3. Pooling of Samples

3.1. Removal of large organisms

First, large organisms (>25 mm total length) are removed from each selected nighttime sample. Each specimen is then identified and measured to the nearest mm. These organisms are not returned to the original sample but stored in individual jars by station number. A removal label listing the organisms removed by taxa is inserted in the original sample jar.

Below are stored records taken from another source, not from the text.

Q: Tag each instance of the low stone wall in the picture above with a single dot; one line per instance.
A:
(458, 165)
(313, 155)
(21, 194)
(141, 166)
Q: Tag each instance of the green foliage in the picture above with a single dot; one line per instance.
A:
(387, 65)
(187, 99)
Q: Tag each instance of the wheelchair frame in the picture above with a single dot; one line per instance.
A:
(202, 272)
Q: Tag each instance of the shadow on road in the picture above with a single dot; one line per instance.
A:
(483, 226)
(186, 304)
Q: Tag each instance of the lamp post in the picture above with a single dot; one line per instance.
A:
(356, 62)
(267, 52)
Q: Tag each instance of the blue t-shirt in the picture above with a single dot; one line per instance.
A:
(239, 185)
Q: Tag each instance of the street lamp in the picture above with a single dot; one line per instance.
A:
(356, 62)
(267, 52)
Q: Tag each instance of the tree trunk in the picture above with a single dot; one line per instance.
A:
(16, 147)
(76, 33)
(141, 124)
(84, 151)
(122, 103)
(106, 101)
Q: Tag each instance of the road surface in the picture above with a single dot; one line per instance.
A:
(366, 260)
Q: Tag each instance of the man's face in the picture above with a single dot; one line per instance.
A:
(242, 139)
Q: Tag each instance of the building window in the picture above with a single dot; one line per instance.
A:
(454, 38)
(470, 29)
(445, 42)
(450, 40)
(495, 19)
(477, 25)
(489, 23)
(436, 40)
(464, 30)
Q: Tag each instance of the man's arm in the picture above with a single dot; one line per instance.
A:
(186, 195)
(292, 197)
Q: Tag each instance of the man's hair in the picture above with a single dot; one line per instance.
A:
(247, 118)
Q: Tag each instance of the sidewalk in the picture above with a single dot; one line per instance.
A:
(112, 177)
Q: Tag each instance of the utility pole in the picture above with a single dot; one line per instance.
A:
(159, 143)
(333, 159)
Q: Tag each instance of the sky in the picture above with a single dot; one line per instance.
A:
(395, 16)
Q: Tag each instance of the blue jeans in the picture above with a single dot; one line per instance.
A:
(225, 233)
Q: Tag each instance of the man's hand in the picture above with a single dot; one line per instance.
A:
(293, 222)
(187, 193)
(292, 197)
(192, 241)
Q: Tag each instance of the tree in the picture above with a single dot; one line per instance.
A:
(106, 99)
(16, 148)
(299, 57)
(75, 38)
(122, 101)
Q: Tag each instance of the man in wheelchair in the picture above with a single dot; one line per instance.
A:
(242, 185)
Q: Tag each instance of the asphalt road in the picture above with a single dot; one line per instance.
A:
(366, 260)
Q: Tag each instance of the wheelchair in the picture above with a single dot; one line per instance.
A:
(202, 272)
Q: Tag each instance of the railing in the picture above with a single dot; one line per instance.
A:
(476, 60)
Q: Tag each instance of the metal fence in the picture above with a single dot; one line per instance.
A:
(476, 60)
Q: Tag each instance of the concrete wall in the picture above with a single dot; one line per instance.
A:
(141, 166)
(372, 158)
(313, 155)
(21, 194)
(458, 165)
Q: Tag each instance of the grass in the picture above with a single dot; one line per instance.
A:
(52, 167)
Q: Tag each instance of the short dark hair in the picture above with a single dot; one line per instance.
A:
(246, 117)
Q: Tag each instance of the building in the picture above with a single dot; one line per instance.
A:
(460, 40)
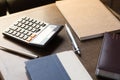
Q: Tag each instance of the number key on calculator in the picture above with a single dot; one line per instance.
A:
(32, 31)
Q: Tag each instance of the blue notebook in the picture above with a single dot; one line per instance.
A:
(56, 67)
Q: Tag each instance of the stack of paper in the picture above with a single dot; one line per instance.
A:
(89, 19)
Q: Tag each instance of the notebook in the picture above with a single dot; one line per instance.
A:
(61, 66)
(109, 58)
(89, 19)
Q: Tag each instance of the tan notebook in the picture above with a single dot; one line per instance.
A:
(89, 19)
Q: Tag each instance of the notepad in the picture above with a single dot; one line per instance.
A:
(61, 66)
(88, 19)
(109, 58)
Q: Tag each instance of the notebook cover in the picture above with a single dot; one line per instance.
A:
(47, 68)
(109, 58)
(89, 19)
(61, 66)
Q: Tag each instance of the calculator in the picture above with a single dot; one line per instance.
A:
(32, 31)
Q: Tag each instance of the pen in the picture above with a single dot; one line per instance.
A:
(30, 56)
(75, 46)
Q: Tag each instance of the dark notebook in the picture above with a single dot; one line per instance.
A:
(61, 66)
(109, 58)
(46, 68)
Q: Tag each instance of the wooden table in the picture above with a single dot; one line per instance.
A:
(13, 67)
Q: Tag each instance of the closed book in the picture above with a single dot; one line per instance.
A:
(61, 66)
(109, 58)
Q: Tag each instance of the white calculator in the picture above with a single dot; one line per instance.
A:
(32, 31)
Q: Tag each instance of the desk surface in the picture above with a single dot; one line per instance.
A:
(90, 49)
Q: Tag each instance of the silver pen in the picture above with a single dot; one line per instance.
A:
(75, 46)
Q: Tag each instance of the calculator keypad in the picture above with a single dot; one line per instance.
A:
(26, 29)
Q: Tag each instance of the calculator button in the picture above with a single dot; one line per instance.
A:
(18, 34)
(25, 37)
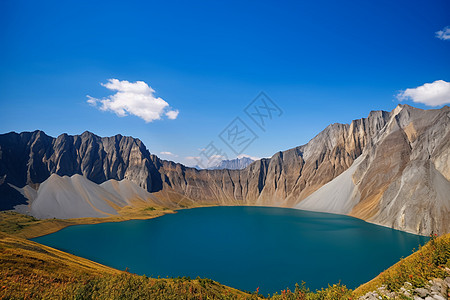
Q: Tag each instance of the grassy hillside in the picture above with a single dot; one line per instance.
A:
(430, 261)
(29, 270)
(28, 227)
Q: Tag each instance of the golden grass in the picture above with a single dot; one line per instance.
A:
(29, 270)
(28, 227)
(430, 261)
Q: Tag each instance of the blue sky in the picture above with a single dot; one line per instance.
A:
(321, 62)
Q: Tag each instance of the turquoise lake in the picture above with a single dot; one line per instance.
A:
(243, 247)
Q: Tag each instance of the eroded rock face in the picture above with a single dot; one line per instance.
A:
(29, 158)
(401, 178)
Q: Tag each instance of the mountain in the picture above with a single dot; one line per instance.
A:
(391, 168)
(238, 163)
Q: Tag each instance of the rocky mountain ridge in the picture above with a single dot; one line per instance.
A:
(391, 168)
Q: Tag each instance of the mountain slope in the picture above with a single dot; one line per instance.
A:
(391, 168)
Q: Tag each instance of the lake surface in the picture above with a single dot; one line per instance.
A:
(243, 247)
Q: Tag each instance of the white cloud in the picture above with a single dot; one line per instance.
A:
(168, 153)
(133, 98)
(443, 34)
(431, 94)
(193, 157)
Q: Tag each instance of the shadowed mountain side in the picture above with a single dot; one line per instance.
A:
(404, 168)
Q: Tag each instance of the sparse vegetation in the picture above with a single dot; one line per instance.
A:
(426, 263)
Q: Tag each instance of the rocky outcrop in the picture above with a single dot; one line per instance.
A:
(436, 289)
(391, 168)
(238, 163)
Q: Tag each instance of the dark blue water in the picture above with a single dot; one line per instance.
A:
(243, 247)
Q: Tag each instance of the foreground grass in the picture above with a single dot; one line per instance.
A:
(430, 261)
(28, 227)
(29, 270)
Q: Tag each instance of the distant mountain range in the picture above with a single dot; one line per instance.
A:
(391, 168)
(238, 163)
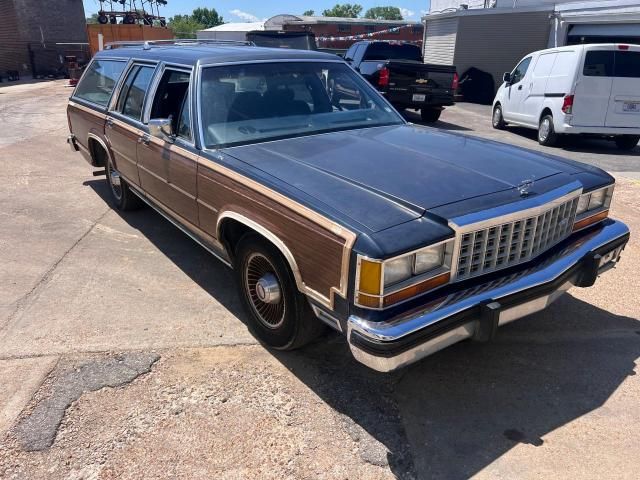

3.2. Subsampling for pooling

A volume of each sample corresponding to 50 m3 (vol. = 50*(volume of sample/ volume of H20)/(percent of tow/100)) of seawater filtered in situ is then removed from each sample using a Stempel pipette. All subsamples from a given cruise are combined into a single jar, thus becoming the pooled sample representative of the sampling domain for that cruise. A detailed removal label is then added to each original sample jar. The pooled sample is labeled with the contents of the sample.

4. Analysis

4.1. Pooled sample analysis

The pooled sample is then subsampled using a Stempel pipette and twenty to twenty-five percent of the pooled sample is enumerated by trained microscopists using a dissecting microscope, with occasional reference to taxonomic details under a compound microscope. All zooplankton are identified to the lowest taxonomic level practical for our expertise (over 400 taxa; usually species) and measured to the nearest half mm for size classes from 0.5 mm to 3 mm and to the nearest 1 mm for specimens larger than 3 mm (measurements are made as described in Isaacs et.al. 1969). Starting with the 2006 pooled sample the number of taxa was reduced to 161 and all other procedures remain the same.

4.2. Nonpooled sample analysis

For each nonpooled sample, 1/8 of the sample is analyzed. A Stempel pipette is used for subsampling and the sample is counted following the same protocol as the pooled sample.

5. Data entry

All data for the pooled and/or nonpooled samples are entered into Excel spreadsheets then uploaded to a MySql database at: https://oceaninformatics.ucsd.edu/zoodb/secure/login.php.

6. Carbon biomass

The carbon biomass of each taxon is reconstructed from the enumerations by size category within taxon, using body length-carbon regressions found in the electronic supplement to Lavaniegos and Ohman (2007).

7. References

  • Isaacs, J.D., A. Fleminger, and J.K. Miller. 1969. Distributional Atlas of zooplankton biomass in the California Current Region: Spring and Fall 1955-1959. CalCOFI Reports 10: 1-252.
  • Lavaniegos, B.E. and M.D. Ohman. 2003. Long term changes in pelagic tunicates of the California Current. Deep-Sea Research Part II 50: 2493-2518.
  • Lavaniegos, B.E. and M.D. Ohman. 2007. Coherence of long-term variations of zooplankton in two sectors of the California Current System. Progress in Oceanography 75: 42-69.
  • Ohman, M.D., B.E. Lavaniegos, and A.W. Townsend. 2009. Multi-decadal variations in calcareous holozooplankton in the California Current System: Thecosome pteropods, heteropods, and foraminifera. Geophysical Research Letters 36: L18608 [doi: 10.1029/2009GL039901].
  • Ohman, M.D. and P.E. Smith. 1995. A comparison of zooplankton sampling methods in the CalCOFI time series. CalCOFI Report 36: 153-158.
  • Rebstock, G.A. 2001. Long-term changes in the species composition of calanoid copepods off Southern California. Ph.D. thesis, University of California, San Diego.